Tiga Orang Dinyatakan Hilang, MRI-ACT Terjunkan Relawan Bantu Pencarian Korban

Sukabumi, relawan.id – Bencana alam banjir bandang menerjang sejumlah wilayah Kecamatan Cicurug, Kabupaten Sukabumi, usai diguyur hujan hampir selama dua jam, Senin (21/9/2020).

Derasnya arus banjir bandang tersebut membuat sejumlah mobil terseret arus air. Bahkan sejumlah orang ada yang hanyut terbawa arus banjir bandang. Peristiwa tersebut terjadi sekitar pukul 17.00 WIB saat sejumlah daerah di Sukabumi diguyur hujan dengan intensitas tinggi beberapa jam.

Kepala Cabang Aksi Cepat Tanggap (ACT) Sukabumi Mega Afdal Fathir yang berada di lokasi bencana mengatakan, hingga pagi, air sungai masih meluap ke permukiman warga walau debitnya tak sebesar kemarin. Hal ini terjadi karena kayu besar dan lumpur tersendat di bawah jembatan dan mengganggu aliran. 

Warga dibantu dengan relawan gabungan termasuk Masyarakat Relawan Indonesia (MRI) Sukabumi saat ini sedang melakukan pembersihan permukiman warga dari material yang terbawa banjir serta melakukan pencarian korban yang masih hilang.

“Ada tiga orang yang masih dinyatakan hilang dan saat ini sedang dalam proses pencarian.

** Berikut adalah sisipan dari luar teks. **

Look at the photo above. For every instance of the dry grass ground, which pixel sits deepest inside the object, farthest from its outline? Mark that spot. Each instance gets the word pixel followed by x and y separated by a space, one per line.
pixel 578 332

ACT dan MRI telah menerjunkan tim untuk ikut proses evakuasi yang dilakukan pagi ini. Kami minta doanya semoga cuaca mendukung agar evakuasi berjalan dengan lancar,” ungkap Mega, Selasa (22/9/2020).

Hingga saat ini, terdata 97 rumah dan 971 jiwa terdampak bencana banjir bandang Sukabumi. Terdapat 20 orang mengalami luka-luka dan 3 orang hilang belum ditemukan. Korban yang hilang diperkirakan terseret arus banjir bandang karena tak sempat menyelamatkan diri. Sedangkan dari pantauan tim ACT di Cicurug, cuaca saat ini cenderung cerah berawan.

Mega menambahkan, korban jiwa yang selamat saat ini terpaksa mengungsi karena trauma bencana dan rumahnya terdampak banjir. Mereka untuk sementara tinggal di fasilitas umum, rumah warga serta kerabat yang lebih aman. Berbagai keperluan pokok pun saat ini sangat mendesak untuk dipenuhi, apalagi para korban yang tak sempat menyelamatkan harta benda.

“Kebutuhan yang paling mendesak untuk dipenuhi saat ini ialah pangan, alas tidur, selimut serta pakaian,” tambah Mega.